Being a liberal, mild-mannered, slightly long-haired math teacher from Oxnard, Lloyd Schoonmaker would seem an unlikely best friend to one of this country's most reactionary and loudmouthed TV talk-show hosts.
Even more improbable is that Schoonmaker would turn out to be the creative force behind his buddy's new album, "Morton Downey Jr. Sings!," a collection of feisty songs from the man whose shouting matches are seen by an estimated 28 million viewers daily.
"He just called me up and said, 'Lloyd, I want to make you a star. I want to make you some money,' " Schoonmaker said in a telephone interview from the Channel 9 Broadcast Plaza in Secaucus, N.J., where Downey tapes his program. "Now, that's damn nice. That doesn't happen very often in show business."
The 49-year-old Schoonmaker, who met Downey in 1975 while the two were writing patriotic songs for a U.S. Bicentennial record, took a leave of absence last year from Haydock Junior High School to write the music and most of the lyrics for the country-flavored album.
After 25 years of teaching algebra, Schoonmaker said, he was eager to take a gamble on fame. It was also a chance to salute a man whom he sees not so much as his ideological opposite but as a defender of the middle class, in one tune hailing Downey as "America's new hero . . . The Blue Collar King."
For Downey, who has allowed Schoonmaker and his wife, Fredyann, to live with him in both his Trump Tower apartment and Englewood, N.J., home since August, it was just a chance to return a favor to a deserving friend.
"He knows me, he knows my inner self," Downey said in a telephone interview. "When I say we've done everything in life together, I mean it: Eat together, drink together, laugh together . . . we've done everything together but have sex."
The result of that companionship is an alternately combative and sentimental collection of 11 songs, which according to the album notes, were all "inspired by Mort's beliefs." More than 500,000 copies, which if they sell will earn the album a gold record, were shipped to stores earlier this month.
Few targets are spared by the duo. Doctors are attacked in "Operate, Operate," lawyers are attacked in "Lawyer Named Sue," politicians are attacked in "Senator Paperman," yuppies are attacked in "Mr. Yuppie's Birthday Party," and just about anyone else who gets in the way is attacked in "Zip It!"
In "Hey Mr.

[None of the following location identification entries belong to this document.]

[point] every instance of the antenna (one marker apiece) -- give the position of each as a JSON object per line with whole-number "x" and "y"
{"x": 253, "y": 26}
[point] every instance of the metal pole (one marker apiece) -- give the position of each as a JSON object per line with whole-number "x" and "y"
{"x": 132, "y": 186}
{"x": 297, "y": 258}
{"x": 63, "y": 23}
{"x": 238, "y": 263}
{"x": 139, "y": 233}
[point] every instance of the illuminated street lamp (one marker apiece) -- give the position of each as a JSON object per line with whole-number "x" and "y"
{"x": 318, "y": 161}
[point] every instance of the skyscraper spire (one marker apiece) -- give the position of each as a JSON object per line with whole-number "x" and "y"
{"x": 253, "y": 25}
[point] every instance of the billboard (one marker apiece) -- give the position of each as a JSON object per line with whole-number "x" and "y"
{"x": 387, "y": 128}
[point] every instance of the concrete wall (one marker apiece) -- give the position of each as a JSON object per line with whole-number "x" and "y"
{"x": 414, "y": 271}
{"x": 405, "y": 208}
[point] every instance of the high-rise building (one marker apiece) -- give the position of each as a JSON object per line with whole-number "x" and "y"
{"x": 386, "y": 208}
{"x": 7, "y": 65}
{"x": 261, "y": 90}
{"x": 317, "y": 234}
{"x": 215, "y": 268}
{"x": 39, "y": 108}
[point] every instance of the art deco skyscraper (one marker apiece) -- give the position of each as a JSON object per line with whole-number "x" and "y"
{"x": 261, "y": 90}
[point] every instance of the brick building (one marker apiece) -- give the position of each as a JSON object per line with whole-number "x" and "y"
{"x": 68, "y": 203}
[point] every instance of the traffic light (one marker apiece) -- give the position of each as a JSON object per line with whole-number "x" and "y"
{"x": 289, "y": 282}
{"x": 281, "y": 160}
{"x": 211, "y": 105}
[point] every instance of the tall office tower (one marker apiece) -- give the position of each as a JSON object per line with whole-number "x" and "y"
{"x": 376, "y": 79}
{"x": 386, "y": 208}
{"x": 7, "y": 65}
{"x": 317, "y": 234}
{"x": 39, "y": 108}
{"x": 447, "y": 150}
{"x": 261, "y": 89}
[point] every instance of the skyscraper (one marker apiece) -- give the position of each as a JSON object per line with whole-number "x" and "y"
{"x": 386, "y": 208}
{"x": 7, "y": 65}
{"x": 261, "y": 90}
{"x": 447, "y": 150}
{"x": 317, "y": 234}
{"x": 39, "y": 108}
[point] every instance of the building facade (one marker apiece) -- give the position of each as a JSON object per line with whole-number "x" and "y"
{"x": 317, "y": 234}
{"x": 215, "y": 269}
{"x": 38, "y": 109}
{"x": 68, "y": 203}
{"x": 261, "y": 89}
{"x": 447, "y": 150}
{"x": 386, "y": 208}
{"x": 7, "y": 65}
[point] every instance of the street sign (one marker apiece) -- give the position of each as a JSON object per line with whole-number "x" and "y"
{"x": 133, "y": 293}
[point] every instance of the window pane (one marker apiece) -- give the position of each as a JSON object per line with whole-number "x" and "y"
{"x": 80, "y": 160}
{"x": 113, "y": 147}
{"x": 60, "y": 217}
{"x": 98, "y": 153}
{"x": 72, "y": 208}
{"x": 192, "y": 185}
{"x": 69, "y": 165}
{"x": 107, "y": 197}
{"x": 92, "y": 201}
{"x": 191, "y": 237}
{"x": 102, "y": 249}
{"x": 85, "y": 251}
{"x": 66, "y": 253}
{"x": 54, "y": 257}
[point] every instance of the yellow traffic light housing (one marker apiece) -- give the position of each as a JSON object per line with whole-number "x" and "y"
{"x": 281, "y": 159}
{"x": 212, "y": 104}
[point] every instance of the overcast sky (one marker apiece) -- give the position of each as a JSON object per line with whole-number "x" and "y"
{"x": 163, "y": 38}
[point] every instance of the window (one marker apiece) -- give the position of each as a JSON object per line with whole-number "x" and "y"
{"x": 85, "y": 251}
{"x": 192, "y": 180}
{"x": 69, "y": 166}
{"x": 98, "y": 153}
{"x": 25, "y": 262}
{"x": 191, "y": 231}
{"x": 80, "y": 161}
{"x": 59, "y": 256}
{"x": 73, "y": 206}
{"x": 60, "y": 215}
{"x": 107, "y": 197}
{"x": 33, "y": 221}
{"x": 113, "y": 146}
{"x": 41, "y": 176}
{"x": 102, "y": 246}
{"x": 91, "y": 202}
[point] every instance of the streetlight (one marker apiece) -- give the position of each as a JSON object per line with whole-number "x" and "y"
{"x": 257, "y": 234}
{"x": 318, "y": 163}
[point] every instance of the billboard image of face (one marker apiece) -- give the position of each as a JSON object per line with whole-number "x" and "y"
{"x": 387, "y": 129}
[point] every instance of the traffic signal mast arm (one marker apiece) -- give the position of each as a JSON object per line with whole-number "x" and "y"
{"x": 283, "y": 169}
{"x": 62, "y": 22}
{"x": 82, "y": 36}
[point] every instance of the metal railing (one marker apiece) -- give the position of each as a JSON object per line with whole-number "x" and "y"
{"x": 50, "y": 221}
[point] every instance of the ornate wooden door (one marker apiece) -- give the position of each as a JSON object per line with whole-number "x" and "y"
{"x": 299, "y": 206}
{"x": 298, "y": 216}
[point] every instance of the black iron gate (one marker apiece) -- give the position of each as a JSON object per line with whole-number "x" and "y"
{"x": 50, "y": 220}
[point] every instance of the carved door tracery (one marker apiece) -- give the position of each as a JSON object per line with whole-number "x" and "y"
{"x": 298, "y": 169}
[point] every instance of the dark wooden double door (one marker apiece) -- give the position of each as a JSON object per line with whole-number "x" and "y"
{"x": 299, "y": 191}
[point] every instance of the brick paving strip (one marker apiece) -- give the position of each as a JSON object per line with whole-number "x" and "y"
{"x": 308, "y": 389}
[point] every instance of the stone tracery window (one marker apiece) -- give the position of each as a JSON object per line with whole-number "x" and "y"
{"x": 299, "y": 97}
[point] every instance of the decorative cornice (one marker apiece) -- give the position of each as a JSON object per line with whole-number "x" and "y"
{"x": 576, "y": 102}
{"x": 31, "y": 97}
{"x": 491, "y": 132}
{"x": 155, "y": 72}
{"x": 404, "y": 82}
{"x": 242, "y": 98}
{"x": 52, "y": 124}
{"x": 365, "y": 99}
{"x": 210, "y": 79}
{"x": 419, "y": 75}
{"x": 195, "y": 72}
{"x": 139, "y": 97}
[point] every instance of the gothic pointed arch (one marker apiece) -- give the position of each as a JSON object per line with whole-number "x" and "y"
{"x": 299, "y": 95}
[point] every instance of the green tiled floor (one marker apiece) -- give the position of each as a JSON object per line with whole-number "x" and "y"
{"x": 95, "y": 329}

Dealer," a song attacking drug dealers, Schoonmaker crafted the following verses:
So take your drugs and shove 'em
We've had our fill of 'em
And we won't rest till your ass is on Death Row.
And your epitaph will read
"Here lies a man of greed."
Ya slime-suckin', drug-pushin' S.O.B.
If critical reaction is any judge, however, Schoonmaker will have to suffer a few lumps before he makes it big.
"In a world of few absolutes, TV talk-show host Morton Downey Jr. has given us one," wrote The Los Angeles Times's pop music critic Robert Hilburn. "His 'Morton Downey Jr. Sings!' is the worst album of the '80s. Absolutely."
The New York Times was a bit more urbane. "Mr. Downey's singing is in the gruff country mode of Johnny Cash and Kris Kristofferson but lacks the emphatic firmness of tone and pitch that gives even spoken monologues by those singers an underlying sense of musical cadence," the newspaper said.
And the Chicago Tribune didn't even bother to review the album. "No, I haven't heard it," wrote columnist Rick Kogan. "I'm relatively sane."
But Schoonmaker, who uses the name 'David Lloyd' in the album's credits, rejects such criticism as a reaction to Downey's television personality and not the quality of the music.
He points to such songs as "Old Man," a sad portrait of an 89-year-old man dying in obscurity, or "Lady of the Night," which ends with a disillusioned prostitute taking her own life, or "Solution to Pollution," a plea against environmental destruction.
"People are attacking his personal thing rather than listening to what he's actually saying in some of those songs," said Schoonmaker, a guitarist who also sings on the album. "If you listen to the lyrics, you'll see a real sensitive side of him."
Raised in Seattle, Wash., Schoonmaker as a young man sang baritone for the Seattle Civic Opera Co. He came to Oxnard in 1963 as a way of being close to Hollywood and his dreams of fame.
In 1971, he got a shot with "Fresno Blues," a song that hit No. 90 on the country charts and still gets some air play in the San Joaquin Valley. Later, in 1976 with Downey, he co-wrote "Lonely Man," an ode to Richard Nixon.
At Haydock, he was one of the "cool" teachers, wearing cowboy boots and peppering his lessons with tales about the recording industry. But he always entertained the notion of making music for a living. With Downey's help, he thinks he might just get his chance.
"I love that man to death and he loves me too," Schoonmaker said. "I always told him, 'Hey, if you ever need a place to stay, you've got a home in Oxnard.' And, even when he started to hit it big, he remembered that."